The Delhi High Court has ruled that the property of a father who dies intestate devolves on his son in his individual capacity and not as the “Karta” of his own family.
“Therefore, so long as the father (deceased's son) is alive, the son (deceased's son's son) cannot claim any right in his father's property, since Section 8 of Hindu Succession Act excludes the concept of survivorship or birthright in the case of intestate succession,” Justice Purushaindra Kumar Kaurav said.
“A cause of action in favour of the son would arise only upon the father's death, intestate, when succession actually opens under Section 8 of HSA,” the Court added.
The dispute in the matter arose in relation to a partition suit over a property originally acquired by one Ram Lal Sethi, who had two sons. Both the sons had two sons each, who were party to the lis.
The partition suit was filed by Ram Lal Sethi's younger son's son, claiming that his late grandfather effected an oral partition amongst all his legal heirs, under which the suit property devolved upon his father, who was the defendant no.1 in the suit and his late uncle, whose sons were also defendants in the matter.
The plaintiff son asserted that upon the demise of his grandfather, he became the absolute owner of his share in the suit property, being the grandson.
It was also submitted that the property constituted a Joint Hindu Family property, and therefore, both him and the defendants held proportionate, undivided, and impartible ownership rights in the same.
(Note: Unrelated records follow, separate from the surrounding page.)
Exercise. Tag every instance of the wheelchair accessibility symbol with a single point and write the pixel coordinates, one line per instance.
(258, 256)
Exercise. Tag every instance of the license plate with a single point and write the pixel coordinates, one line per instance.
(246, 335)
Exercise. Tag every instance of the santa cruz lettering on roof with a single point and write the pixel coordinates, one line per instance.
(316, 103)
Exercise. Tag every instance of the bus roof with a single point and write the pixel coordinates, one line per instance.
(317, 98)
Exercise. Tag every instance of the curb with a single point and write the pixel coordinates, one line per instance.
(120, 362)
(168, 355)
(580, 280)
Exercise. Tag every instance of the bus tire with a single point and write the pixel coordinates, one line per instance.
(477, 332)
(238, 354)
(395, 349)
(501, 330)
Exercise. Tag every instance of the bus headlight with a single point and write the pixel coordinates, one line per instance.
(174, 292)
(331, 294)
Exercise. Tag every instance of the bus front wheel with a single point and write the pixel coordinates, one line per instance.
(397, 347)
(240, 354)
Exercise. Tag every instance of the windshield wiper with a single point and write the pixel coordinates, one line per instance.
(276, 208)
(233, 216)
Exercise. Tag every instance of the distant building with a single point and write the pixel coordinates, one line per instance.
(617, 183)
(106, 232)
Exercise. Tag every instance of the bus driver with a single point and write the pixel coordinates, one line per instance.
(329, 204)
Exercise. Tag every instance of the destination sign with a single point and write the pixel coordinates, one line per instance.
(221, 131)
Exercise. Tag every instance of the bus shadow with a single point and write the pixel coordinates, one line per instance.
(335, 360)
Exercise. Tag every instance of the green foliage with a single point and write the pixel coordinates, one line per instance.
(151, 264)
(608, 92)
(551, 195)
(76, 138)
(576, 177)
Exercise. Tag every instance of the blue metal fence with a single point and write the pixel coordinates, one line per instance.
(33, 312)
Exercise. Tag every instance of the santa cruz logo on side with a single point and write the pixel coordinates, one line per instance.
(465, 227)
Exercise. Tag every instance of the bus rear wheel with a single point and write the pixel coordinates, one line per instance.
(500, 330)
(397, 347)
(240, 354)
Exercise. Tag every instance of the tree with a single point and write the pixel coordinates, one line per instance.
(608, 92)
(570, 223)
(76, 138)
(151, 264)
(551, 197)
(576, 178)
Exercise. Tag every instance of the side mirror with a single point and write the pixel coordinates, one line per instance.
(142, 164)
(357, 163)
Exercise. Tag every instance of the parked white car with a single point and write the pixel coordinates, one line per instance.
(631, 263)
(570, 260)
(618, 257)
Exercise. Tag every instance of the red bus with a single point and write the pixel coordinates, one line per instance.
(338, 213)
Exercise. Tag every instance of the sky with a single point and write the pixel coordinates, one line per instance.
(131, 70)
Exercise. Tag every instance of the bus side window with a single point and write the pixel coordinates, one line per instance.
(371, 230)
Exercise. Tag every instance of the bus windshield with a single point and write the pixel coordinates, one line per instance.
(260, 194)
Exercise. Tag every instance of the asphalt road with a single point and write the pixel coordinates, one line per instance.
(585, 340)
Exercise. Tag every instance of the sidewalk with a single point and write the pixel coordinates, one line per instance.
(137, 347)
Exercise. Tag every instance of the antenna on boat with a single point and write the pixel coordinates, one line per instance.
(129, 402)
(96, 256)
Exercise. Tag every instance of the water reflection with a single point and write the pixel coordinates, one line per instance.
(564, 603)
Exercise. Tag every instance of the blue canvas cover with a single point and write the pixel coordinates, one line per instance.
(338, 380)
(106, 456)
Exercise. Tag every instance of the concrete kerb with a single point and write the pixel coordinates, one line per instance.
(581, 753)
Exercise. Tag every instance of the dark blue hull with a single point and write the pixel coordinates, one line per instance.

Plaintiff's father as well as his real brother filed an application seeking rejection of the partition suit for being devoid of any cause of action and for failure to disclose the necessary facts.
The Court allowed the application and rejected the plaint of the partition suit, observing that no cause of action arose in the matter.
It said that the entire case of the plaintiff was premised on the assumption that the suit property was his ancestral property in which he had a vested right.
The Court noted that the basis of the premise was countered by the applicants by asserting that the partition had already taken place and the property fell in the hands of the plaintiff's father as his self-acquired property.
The judge said that after the amendment in the Hindu Succession Act, a drastic change happened in the law relating to intestate succession among Hindus in India.
The Court said that it is trite that under the traditional Hindu Law, a male Hindu by virtue of his birth is vested with a right in any property inherited by his father. However, it said that by reason of Section 8 of the Hindu Succession Act, the grandson gets excluded and the son alone inherits the property to the exclusion of his son.
“Therefore, by operation of provisions under Section 8 of HSA, the property of the father who dies intestate devolves on his son in his individual capacity and not as Karta of his own family,” the Court said.
Rejecting the suit, the Court noted that the plaint disclosed that the plaintiff's father was alive and had acquired the suit property by way of a partition that took place in 1986, which fell in his hands as his self-acquired property.
“Admittedly, the plaintiff does not fall in any of the categories of Class I heirs of Late Sh. Ram Lal Sethi as prescribed under Section 8 of HSA, and the inheritance rights through his father/defendant no.1 have not opened up as he is very much alive,” the Court said.
“There is no question of intestate succession at this stage. Therefore, the plaintiff has no existing, enforceable right to seek partition or claim ownership in respect of the suit property. The plaintiff's alleged 1/5th share is a mere assumption based on pre-1956 notions of coparcenary, which stand abrogated by Section 8 of the HSA,” it added.